NVIDIA and AWS Collaborate to Achieve 10x Vector Index Acceleration

2026-06-26 09:52

Favorite

en.Wedoany.com Reported - On June 25, 2026, NVIDIA and Amazon Web Services (AWS) recently collaborated to address key constraints in building large-scale AI systems, including low-latency inference, fast vector search, GPU cost-effectiveness, and infrastructure scaling. Through Amazon OpenSearch and Amazon EC2, NVIDIA AI infrastructure provides enterprises with more practical paths for deploying AI in production at scale.

The EC2 G7 instance, powered by NVIDIA RTX PRO 4500 Blackwell Server Edition GPUs, expands the compute layer for AI, graphics, video, and data analytics workloads. The NVIDIA cuVS library accelerates the retrieval layer by making GPU-accelerated vector indexing the default option in OpenSearch Serverless. Additionally, AWS has achieved NVIDIA Exemplar Cloud status on NVIDIA GB300, giving customers confidence in peak optimized performance for training workloads.
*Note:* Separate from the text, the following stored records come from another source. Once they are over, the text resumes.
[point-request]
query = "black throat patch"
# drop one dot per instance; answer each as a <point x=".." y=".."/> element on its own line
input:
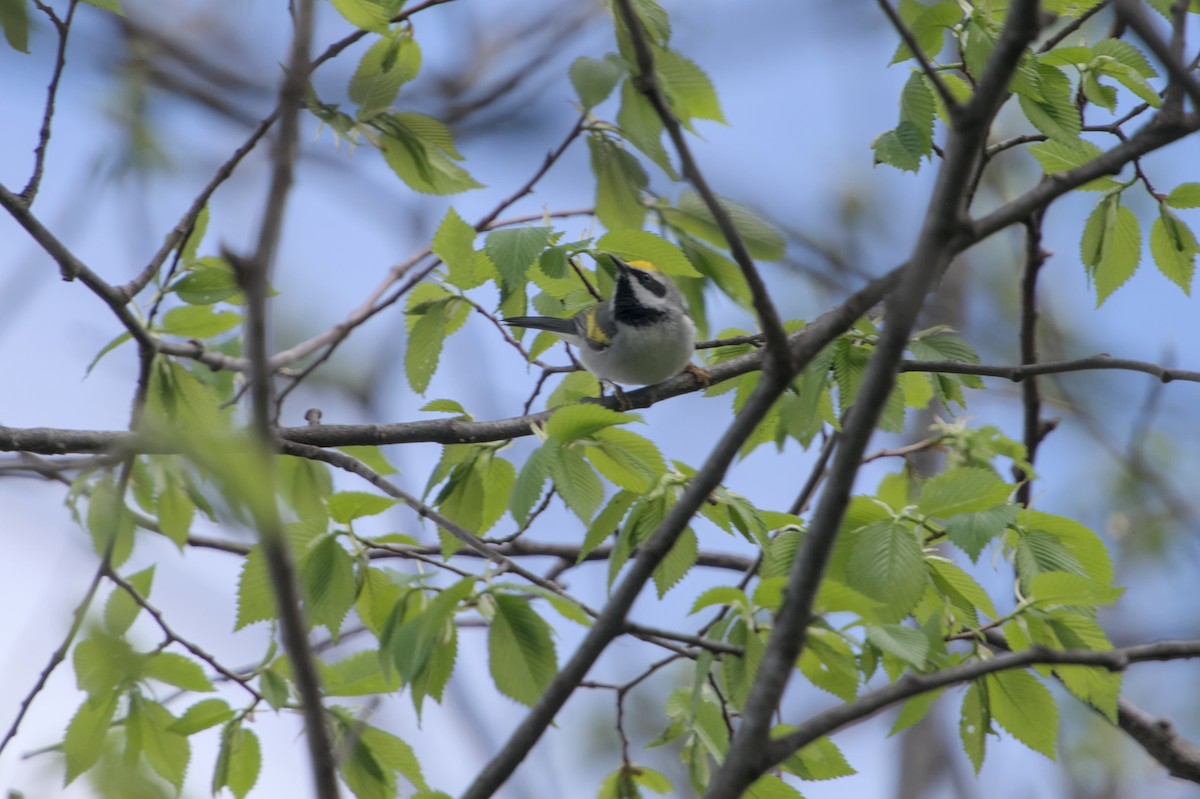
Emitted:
<point x="627" y="310"/>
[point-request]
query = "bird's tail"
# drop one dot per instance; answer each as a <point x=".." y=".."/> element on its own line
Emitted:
<point x="553" y="324"/>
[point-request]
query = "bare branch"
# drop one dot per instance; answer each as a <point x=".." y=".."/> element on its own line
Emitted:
<point x="952" y="104"/>
<point x="912" y="684"/>
<point x="646" y="82"/>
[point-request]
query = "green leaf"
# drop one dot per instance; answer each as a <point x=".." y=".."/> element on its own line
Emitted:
<point x="595" y="78"/>
<point x="693" y="215"/>
<point x="348" y="505"/>
<point x="179" y="671"/>
<point x="388" y="65"/>
<point x="198" y="322"/>
<point x="208" y="281"/>
<point x="909" y="644"/>
<point x="1174" y="248"/>
<point x="621" y="181"/>
<point x="1185" y="196"/>
<point x="15" y="20"/>
<point x="531" y="481"/>
<point x="640" y="245"/>
<point x="642" y="127"/>
<point x="394" y="754"/>
<point x="455" y="244"/>
<point x="688" y="89"/>
<point x="975" y="725"/>
<point x="929" y="28"/>
<point x="771" y="787"/>
<point x="573" y="422"/>
<point x="887" y="564"/>
<point x="521" y="652"/>
<point x="420" y="150"/>
<point x="175" y="511"/>
<point x="168" y="752"/>
<point x="677" y="563"/>
<point x="1065" y="588"/>
<point x="328" y="577"/>
<point x="1111" y="246"/>
<point x="239" y="761"/>
<point x="576" y="482"/>
<point x="515" y="250"/>
<point x="202" y="715"/>
<point x="625" y="458"/>
<point x="972" y="532"/>
<point x="821" y="760"/>
<point x="915" y="709"/>
<point x="85" y="734"/>
<point x="256" y="600"/>
<point x="121" y="610"/>
<point x="1055" y="114"/>
<point x="1025" y="708"/>
<point x="365" y="14"/>
<point x="963" y="491"/>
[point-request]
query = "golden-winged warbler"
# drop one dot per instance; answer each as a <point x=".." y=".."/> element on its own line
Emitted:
<point x="641" y="335"/>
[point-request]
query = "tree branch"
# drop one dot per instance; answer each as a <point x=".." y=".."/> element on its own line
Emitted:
<point x="910" y="685"/>
<point x="940" y="240"/>
<point x="646" y="82"/>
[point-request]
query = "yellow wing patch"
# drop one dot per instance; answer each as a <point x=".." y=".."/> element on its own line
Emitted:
<point x="594" y="332"/>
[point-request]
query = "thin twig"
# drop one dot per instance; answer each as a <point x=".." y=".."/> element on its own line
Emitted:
<point x="647" y="83"/>
<point x="953" y="108"/>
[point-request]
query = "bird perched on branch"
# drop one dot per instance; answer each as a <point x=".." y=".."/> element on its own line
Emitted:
<point x="641" y="335"/>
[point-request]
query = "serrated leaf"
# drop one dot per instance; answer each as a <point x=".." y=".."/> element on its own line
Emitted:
<point x="573" y="422"/>
<point x="975" y="724"/>
<point x="1185" y="196"/>
<point x="909" y="644"/>
<point x="179" y="671"/>
<point x="688" y="89"/>
<point x="387" y="65"/>
<point x="521" y="650"/>
<point x="640" y="245"/>
<point x="677" y="563"/>
<point x="243" y="758"/>
<point x="455" y="244"/>
<point x="1065" y="588"/>
<point x="963" y="491"/>
<point x="642" y="127"/>
<point x="15" y="22"/>
<point x="208" y="281"/>
<point x="256" y="600"/>
<point x="621" y="181"/>
<point x="821" y="760"/>
<point x="168" y="752"/>
<point x="365" y="14"/>
<point x="198" y="322"/>
<point x="87" y="731"/>
<point x="576" y="482"/>
<point x="972" y="532"/>
<point x="887" y="564"/>
<point x="348" y="505"/>
<point x="515" y="250"/>
<point x="693" y="215"/>
<point x="327" y="575"/>
<point x="1023" y="706"/>
<point x="594" y="78"/>
<point x="1174" y="248"/>
<point x="915" y="709"/>
<point x="202" y="715"/>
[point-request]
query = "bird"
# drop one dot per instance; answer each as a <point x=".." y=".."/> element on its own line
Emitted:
<point x="640" y="336"/>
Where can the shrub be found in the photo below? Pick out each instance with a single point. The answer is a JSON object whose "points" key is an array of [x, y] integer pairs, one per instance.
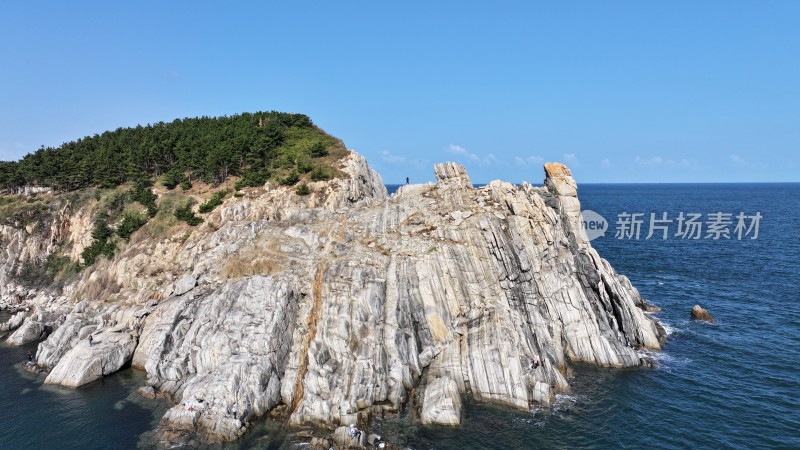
{"points": [[102, 245], [214, 201], [320, 174], [304, 166], [253, 179], [142, 193], [170, 180]]}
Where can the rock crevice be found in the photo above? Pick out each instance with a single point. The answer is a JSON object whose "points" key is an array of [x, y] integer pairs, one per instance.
{"points": [[348, 304]]}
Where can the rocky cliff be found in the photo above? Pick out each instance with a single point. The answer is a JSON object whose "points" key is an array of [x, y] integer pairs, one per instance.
{"points": [[339, 306]]}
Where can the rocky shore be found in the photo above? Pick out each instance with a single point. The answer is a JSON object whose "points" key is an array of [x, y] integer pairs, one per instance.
{"points": [[338, 307]]}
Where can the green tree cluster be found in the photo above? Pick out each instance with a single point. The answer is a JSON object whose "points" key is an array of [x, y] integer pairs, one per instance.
{"points": [[214, 201]]}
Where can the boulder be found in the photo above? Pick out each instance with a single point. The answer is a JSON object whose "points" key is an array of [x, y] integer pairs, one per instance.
{"points": [[185, 284], [111, 350], [441, 403], [698, 313], [342, 437]]}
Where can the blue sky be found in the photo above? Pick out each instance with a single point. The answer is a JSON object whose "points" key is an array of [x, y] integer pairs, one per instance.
{"points": [[679, 91]]}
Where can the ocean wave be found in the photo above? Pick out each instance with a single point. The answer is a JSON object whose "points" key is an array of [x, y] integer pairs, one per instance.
{"points": [[664, 361]]}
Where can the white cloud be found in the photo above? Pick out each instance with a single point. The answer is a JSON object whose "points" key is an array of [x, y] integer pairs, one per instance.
{"points": [[528, 161], [472, 157], [570, 159], [741, 162], [391, 158]]}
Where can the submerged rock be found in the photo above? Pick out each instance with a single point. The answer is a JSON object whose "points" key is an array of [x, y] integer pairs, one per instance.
{"points": [[84, 363], [345, 304], [698, 313]]}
The Amazon EC2 G7 instance brings NVIDIA RTX PRO 4500 Blackwell Server Edition GPUs to AWS for AI inference, graphics, spatial computing, and GPU-accelerated data analytics. This is a new instance type designed for production workloads, aiming to deliver performance without the operational overhead of managing GPU platforms for customers. Compared to G6 instances, G7 offers up to 4.6x AI inference performance and up to 2.1x graphics performance. When using the NVIDIA cuDF library for Apache Spark workloads, this instance enables faster GPU-accelerated data analytics on Amazon EMR. The G7 instance supports up to 8 GPUs with a total of 256GB GPU memory, 700 Gbps EFA network connectivity, and up to 7.6TB of local NVMe SSD storage, covering 1, 2, 4, and 8 GPU configurations, as well as upcoming bare metal instances, allowing customers to scale infrastructure based on workload requirements.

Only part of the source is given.